Difference Between IPO and OFS
To understand the difference between IPO and OFS, here are some of the distinguishing factors:
|Objective||To raise capital for the expansion and growth requirements. The amount goes to the company from the investor in exchange for the ownership of shares.||To offer an easy alternative to shareholders with more than 10% holding to sell their shares. No amount is transferred to the firm but to the promoter to suit the needs in exchange for their ownership.|
|Rules & Regulations||An investment bank should be appointed for IPO underwriting. And then, it should be registered with the SEBI, and a prospectus should be drafted.||The company must inform the exchange 2 days before executing the OFS.|
|Share Reserves||35% of issued shares are for retail investors||25% of shares are for mutual funds and insurance companies, and 10% of shares are for retail investors|
|Time Taken||It gets completed in 3-10 days||It gets completed in one trading day|
|Cost||Comes with high expenses, which include advertising activities, hiring an underwriter, and completing SEBI requirements||It comes with minimal expenditure, and the investor has to bear regular transaction charges|
|Price Band||The investment bank sets the price band before launching the IPO. If there is an oversubscription, the allotment of shares is based on the automated lottery system or pro-rata basis.||Before execution, the company should provide a floor price, which is T-2 or T-1, with T being the trading day for the OFS. Investors should bid at or above the floor price. Bidding below the floor price leads to rejection.|
|Changes in the Bid||No changes or cancellations can be made.||An investor can change the bid’s specifics but cannot cancel it|
|Impact on the Balance Sheet||Increased share capital under the Equity and Liabilities category||No change in the balance sheet|
To sum it up, an initial offering is a method through which a private entity goes public and provides its shares to the public through stock exchanges with the intention of raising fresh capital. And an OFS is a process that is used by a promoter who wishes to decrease their holding shares.
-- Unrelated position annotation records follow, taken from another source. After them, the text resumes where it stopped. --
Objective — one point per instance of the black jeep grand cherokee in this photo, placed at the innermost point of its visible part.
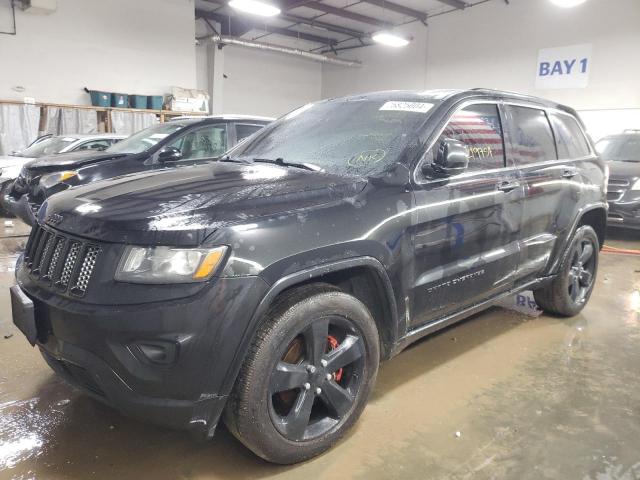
(266, 287)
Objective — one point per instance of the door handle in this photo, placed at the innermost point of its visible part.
(506, 187)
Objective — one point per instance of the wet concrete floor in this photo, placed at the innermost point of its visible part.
(502, 395)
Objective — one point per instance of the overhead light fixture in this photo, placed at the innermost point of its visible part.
(255, 7)
(568, 3)
(390, 39)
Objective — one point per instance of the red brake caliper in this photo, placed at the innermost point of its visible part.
(332, 345)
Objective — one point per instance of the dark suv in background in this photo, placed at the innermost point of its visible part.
(180, 142)
(265, 288)
(622, 152)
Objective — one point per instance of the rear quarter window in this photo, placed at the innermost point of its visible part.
(570, 139)
(531, 137)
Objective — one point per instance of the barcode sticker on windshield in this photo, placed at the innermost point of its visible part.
(417, 107)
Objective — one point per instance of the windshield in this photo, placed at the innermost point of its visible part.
(620, 148)
(47, 147)
(343, 137)
(145, 139)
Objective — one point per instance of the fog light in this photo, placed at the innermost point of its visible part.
(159, 352)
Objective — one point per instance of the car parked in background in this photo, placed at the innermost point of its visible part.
(172, 144)
(10, 165)
(266, 287)
(622, 152)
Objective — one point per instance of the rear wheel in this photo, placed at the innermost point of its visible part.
(569, 292)
(4, 189)
(307, 376)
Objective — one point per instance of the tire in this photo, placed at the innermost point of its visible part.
(3, 190)
(276, 388)
(570, 290)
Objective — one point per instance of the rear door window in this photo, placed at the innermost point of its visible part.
(570, 139)
(204, 142)
(479, 127)
(531, 137)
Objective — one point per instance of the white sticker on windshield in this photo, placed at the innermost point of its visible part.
(417, 107)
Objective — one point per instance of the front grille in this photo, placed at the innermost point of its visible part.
(66, 263)
(614, 196)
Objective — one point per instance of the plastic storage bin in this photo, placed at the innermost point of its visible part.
(120, 100)
(138, 101)
(99, 99)
(154, 102)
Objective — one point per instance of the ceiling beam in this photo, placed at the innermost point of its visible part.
(324, 25)
(401, 9)
(236, 27)
(308, 21)
(459, 4)
(340, 12)
(285, 5)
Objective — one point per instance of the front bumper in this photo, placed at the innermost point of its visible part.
(20, 207)
(624, 214)
(166, 362)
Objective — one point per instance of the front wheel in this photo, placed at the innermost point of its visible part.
(307, 376)
(569, 292)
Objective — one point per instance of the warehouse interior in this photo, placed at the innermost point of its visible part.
(511, 391)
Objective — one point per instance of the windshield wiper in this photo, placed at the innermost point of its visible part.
(227, 158)
(282, 163)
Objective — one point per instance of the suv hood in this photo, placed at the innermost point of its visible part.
(57, 161)
(184, 205)
(624, 169)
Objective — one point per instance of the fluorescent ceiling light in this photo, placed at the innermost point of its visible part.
(390, 39)
(255, 7)
(568, 3)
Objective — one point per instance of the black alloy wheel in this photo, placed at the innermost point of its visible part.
(307, 375)
(569, 290)
(581, 273)
(315, 383)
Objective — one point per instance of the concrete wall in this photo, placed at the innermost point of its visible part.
(496, 45)
(142, 46)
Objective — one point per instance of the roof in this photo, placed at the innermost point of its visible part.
(444, 94)
(226, 117)
(88, 136)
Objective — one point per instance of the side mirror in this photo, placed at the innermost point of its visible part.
(452, 158)
(169, 154)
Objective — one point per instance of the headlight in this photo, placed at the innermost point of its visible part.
(169, 264)
(52, 179)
From the perspective of an investor, both the IPO and the OFS are attractive instruments for investment. As far as IPO is concerned, investors have the first mover’s advantage, and the OFS offers a considerable discount.
However, before choosing any option, you must stay cautious and consider every aspect thoroughly. Understand the company beforehand and weigh your options to make the right choice.
Frequently Asked Questions (FAQs):
Q. Which is better, OFS or IPO?
Keeping in mind that OFS doesn’t involve raising funds and is a change of ownership, the regulatory compliance here is lower as compared to the IPO. OFS is completed in a day, and IPO takes between 3-10 days. Depending upon your requirements, you can choose one option.
Q. Is OFS an IPO type?
No, OFS is not a type of IPO but a different method altogether. You can bid in an OFS through an online trading portal or place a bid with your dealer. It doesn’t require any documents, unlike IPOs. You will only have to provide the price and quantity at which you wish to invest in an OFS.
Q. Can we sell OFS shares?
No, in an OFS transaction, investors only get to purchase shares but cannot sell them.
Q. Can an IPO be an offer for sale?
No, an IPO cannot be an offer for sale. You can subscribe to the OFS only via a broker. On the other hand, an IPO can be subscribed to either through a physical form or a broker.
Q. Is OFS taxable?
Yes, the transfer of OFS shares comes under the Securities Transaction Tax (STT).
Q. What is the cutoff price in OFS?
A cutoff price is a rate at which the stakes are offered to non-retail investors. This rate is zeroed down at the end of the first day of OFS.
Q. Is IPO tax-free?
When you buy IPO shares, there will be no taxes whatsoever. However, once you sell the shares, they will be taxed as capital gains. If you sell shares 12 months after their purchase, you will have to pay LTCG tax at 10% over Rs. 1 lakh and the STCG is applied at 15%.